Karunkar Singh Naik, commonly known as Karunakar Singh (Odia: କରୁଣାକର ସିଂହ), was an Indian chieftain and rebel leader. He was the Gond Zamindar of Kolabira in what is today the Jharsuguda district of Odisha.

He collaborated with freedom fighter Veer Surendra Sai and other rebels during the Sambalpur uprising against British East India Company troops. As a rebel leader, Karunakar played a crucial role in protecting communication channels and ensured reinforcements and supplies were available. It is believed that Karunakar commanded the rebels during Surendra Sai's absences.

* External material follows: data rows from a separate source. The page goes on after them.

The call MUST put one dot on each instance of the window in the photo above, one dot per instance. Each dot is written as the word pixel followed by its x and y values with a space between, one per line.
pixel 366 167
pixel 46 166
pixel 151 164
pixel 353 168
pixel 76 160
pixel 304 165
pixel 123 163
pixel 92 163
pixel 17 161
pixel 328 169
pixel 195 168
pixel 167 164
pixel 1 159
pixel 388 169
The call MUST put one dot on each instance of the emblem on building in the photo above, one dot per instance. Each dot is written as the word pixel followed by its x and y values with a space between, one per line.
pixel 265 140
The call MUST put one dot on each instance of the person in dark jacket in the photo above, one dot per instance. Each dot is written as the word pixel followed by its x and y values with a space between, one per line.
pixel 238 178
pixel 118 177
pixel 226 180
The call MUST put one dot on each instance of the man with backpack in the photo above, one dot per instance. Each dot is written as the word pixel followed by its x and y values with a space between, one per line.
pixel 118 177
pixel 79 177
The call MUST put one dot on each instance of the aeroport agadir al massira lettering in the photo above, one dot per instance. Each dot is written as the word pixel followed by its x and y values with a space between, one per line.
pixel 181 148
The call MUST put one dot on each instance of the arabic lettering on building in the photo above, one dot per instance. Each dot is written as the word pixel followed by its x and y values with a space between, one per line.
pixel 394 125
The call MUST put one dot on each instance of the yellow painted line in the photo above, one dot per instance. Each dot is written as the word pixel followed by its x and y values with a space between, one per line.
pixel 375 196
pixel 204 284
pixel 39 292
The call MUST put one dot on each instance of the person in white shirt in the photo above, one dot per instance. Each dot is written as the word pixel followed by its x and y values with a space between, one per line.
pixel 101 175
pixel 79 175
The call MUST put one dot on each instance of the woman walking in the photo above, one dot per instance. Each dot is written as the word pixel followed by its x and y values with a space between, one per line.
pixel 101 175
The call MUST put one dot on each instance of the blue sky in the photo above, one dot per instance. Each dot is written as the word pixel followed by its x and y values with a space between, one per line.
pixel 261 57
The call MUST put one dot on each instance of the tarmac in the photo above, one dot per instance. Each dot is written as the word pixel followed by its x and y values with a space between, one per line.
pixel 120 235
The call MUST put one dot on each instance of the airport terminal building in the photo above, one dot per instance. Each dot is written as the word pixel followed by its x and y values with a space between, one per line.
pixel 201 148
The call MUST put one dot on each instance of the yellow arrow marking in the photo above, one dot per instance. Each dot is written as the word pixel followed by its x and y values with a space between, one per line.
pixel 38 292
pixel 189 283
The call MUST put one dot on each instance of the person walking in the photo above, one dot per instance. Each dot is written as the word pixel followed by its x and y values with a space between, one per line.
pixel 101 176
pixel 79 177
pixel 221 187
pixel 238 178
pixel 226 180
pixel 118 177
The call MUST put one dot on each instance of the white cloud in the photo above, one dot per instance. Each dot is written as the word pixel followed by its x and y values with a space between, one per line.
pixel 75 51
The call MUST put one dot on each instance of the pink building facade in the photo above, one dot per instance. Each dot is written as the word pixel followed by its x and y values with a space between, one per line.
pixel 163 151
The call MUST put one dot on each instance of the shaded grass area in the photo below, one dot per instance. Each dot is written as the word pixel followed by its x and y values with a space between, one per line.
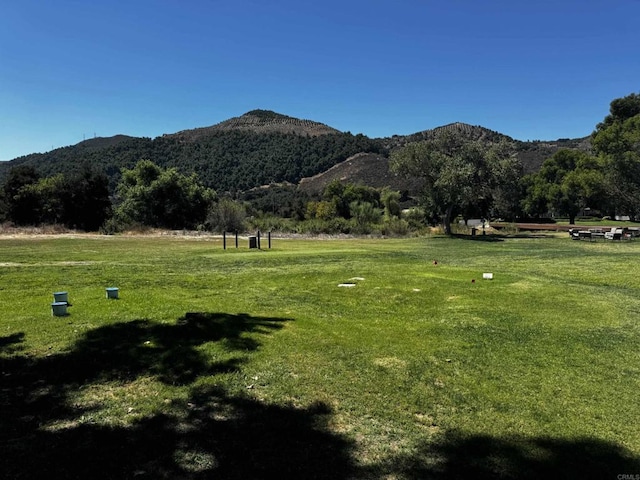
pixel 414 373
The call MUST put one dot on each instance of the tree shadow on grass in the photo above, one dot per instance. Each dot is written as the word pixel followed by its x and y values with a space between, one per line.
pixel 461 456
pixel 211 434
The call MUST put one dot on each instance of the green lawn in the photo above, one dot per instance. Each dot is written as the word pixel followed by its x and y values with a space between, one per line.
pixel 247 364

British troops from Madras Presidency and Nagpur attacked Karanakur's residence in Kolabira. The battle site is known as Agnitirtha (pilgrimage of holy fire) and is remembered as the last defensive stand of the rebels. Karunakar, his brother, and his nephew fought the superior forces of the British East India Company. Karunakar was later captured and hung, along with two other rebel leaders.

== British spy reports about the Kolabira Zamindari==
As the Zamindar of Kolabira, Karunakar, along with other nearby Gauntia, inherited the right to maintain an independent militia from the Chauhan kings of Sambalpur. According to reports by British Assistant Commissioner R.T. Leigh's spies, Karunakar Singh and his 200 local fighters joined some 1400 rebels gathered in Khinda under Surendra Sai. The British spies carried an unconfirmed message that Karunakar was capable of raising a force of 8000 on short notice. This alarmed the British, who saw him as a rebel leader and a substantial threat, along with other Zamindars and Gaunitas in the region. Kolabira served as a major base for the rebellious struggle along with Khariar and Raipur.

== Operation Kolabira ==
After killing 53 rebels, along with Surendra's brother Chabila Sai, and arresting 11 at Kudopali incident, the British, under the command of Major Bates, Lieutenant Haddow, Captain E.G.Wood and Captain Knocker launched their offensive on Khinda on 4 November 1857. The attack was unsuccessful as the rebels had already departed. The British force marched to Kolabira on 6 November 1857. They launched an unsuccessful raid on Jharghati hilltop, 12 kilometers from Sambalpur, where they were expecting to find Surendra Sai with others. The rebels instead attacked the superior British force. After a brief conflict left one company Sepoy dead and another wounded, the rebels retreated, avoiding capture and leaving behind eighteen elephant loads of grain.

On reaching Kolabira, the British troops found it difficult to approach the fort due to a copse of thorny bamboo trees on the way. The fort was the residence of Karunakar and was a major base for the rebels. Company forces burned down the Demul (place of local deity) and empty houses of the villagers. According to Knocker, while finally approaching the fort, he discovered firing holes dug on the walls to facilitate musket firing from inside the structure. Haddow ordered his howitzer units to fire on the fort walls. The residence fort was burned killing rebels and villagers inside. Karunakar along with his brother Khageswar Naik and nephew Kanhei Naik resisted the attack, until running out of options and supplies.

Theories vary about the capture of Karunakar. One group of historians claims that he was captured along with 11 of his aides while sleeping. The others claim that he surrendered with 13 of his aides, including his brother and nephew given Major Edward Impey promising no harm to them. A third theory is that Karunakar was captured first and his aides surrendered at the promise that the lives of the rebels would be spared. The British hanged Karunakar on 11 February 1858 at Sambalpur after a mock trial by Lieutenant Cockburn, later defended the execution, stating that he was unaware of Impey's promise. His brother and nephew were hanged on 22 December 1861. Though other rebels were freed, the estates of rebel leaders including Kolabira were handed over to Rai Rup Singh, a treacherous local associate of the British. The ruined fort was handed to the son of Karunakara after his death.